MapReduce was the original use case on which Hadoop was founded. In order to graph the World Wide Web and how it changes over time, MapReduce was developed to process this graph with billions of nodes and trillions of edges. Moving this technology to YARN made it a complex application to build due to requirements for data-locality, fault tolerance, and application priorities.
In order to provide data locality, the MapReduce Application Master is required to locate blocks for processing, and then request Containers on these blocks. To implement fault-tolerance, the ability to handle failed map or reduce tasks and request them again on other nodes was needed. Fault-tolerance moved hand-in-hand with the complex intra-application priorities.

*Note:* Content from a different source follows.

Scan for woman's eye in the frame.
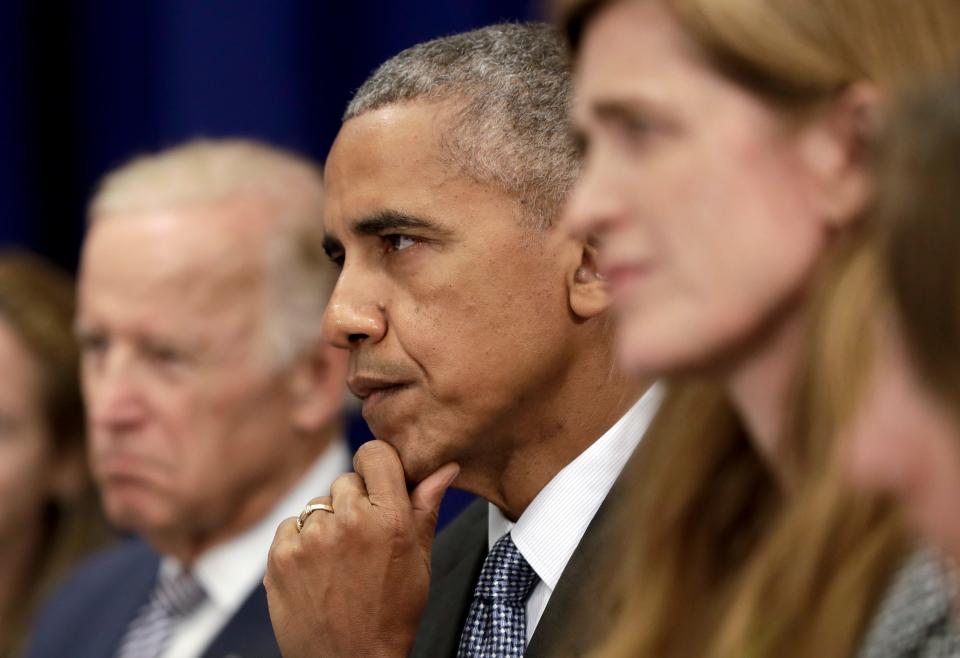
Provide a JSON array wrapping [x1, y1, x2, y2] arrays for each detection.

The logic to handle complex intra-application priorities for map and reduce tasks had to be built as part of the Application Master. There was no need to start idle reducers before mappers finished processing enough data. Reducers were now under control of the Application Master and were not fixed as in Hadoop Version 1. One rather unique failure mode occurs when a node fails after all the maps have finished. When this happens, the map task must be repeated because the results are unavailable. In many cases all available Containers are being used by the reducer tasks, preventing the spawning of another mapper task to process the missing data. Logically this would create a deadlock with reducers waiting for missing mapper data. The MapReduce Application Master has been designed to detect this situation and, while not ideal, will kill enough reducers to free enough resources for mappers to finish processing the missing data. The killed reducers will start again, allowing the job to complete.